We begin with your usual imports

import numpy as np
from keras.models import Sequential
from keras.layers import Dense
from keras.optimizers import SGD

Then define the inputs and expected outputs of the neural network

inputs = np.array([[0, 0],
                   [0, 1],
                   [1, 0],
                   [1, 1]])

xor_outputs = np.array([0, 1, 1, 0])

Next, we define the structure of the neural network. Note that I had to increase the learning rate from the default value.

XOR = Sequential()
XOR.add(Dense(2, activation='softplus', input_dim=2))
XOR.add(Dense(1, activation='sigmoid'))

# Make the model learn faster (take bigger steps) than by default.
sgd = SGD(lr=0.1)
XOR.compile(loss='binary_crossentropy',
            optimizer=sgd,
            metrics=['accuracy'])

This defines the network

The XOR network

where the hidden layer activation function is \(softplus(x)\) and the output layer activation function is the traditional sigmoid function used to output a number between 0 and 1, indicating the probability of the output being a logical 0 or a logical 1. Note that Keras does not require us to explicitly form the input layer.
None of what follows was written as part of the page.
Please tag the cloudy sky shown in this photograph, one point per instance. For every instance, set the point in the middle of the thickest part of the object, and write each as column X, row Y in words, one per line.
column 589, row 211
Now we actually train the network.

XOR.fit(inputs, xor_outputs, epochs=5000, verbose=0)
cost, acc = XOR.evaluate(inputs, xor_outputs, verbose=0)
print(f'cost: {cost}, acc: {acc * 100}%')
print(XOR.predict(inputs))

which outputs

cost: 0.007737404201179743, acc: 100.0%
[[0.00496492]
 [0.9978434 ]
 [0.98019916]
 [0.00380662]]

Training the network on other boolean functions work exactly the same way, so much so that the only difference is using a different output array.


This was my first experience with a neural network, so here are some things that I learned for your amusement:

Note that boolean functions are bad functions for neural networks to learn. This is because their domain and ranges are discrete and (typically) small. Learning the function takes more time and space than simply listing a truth table.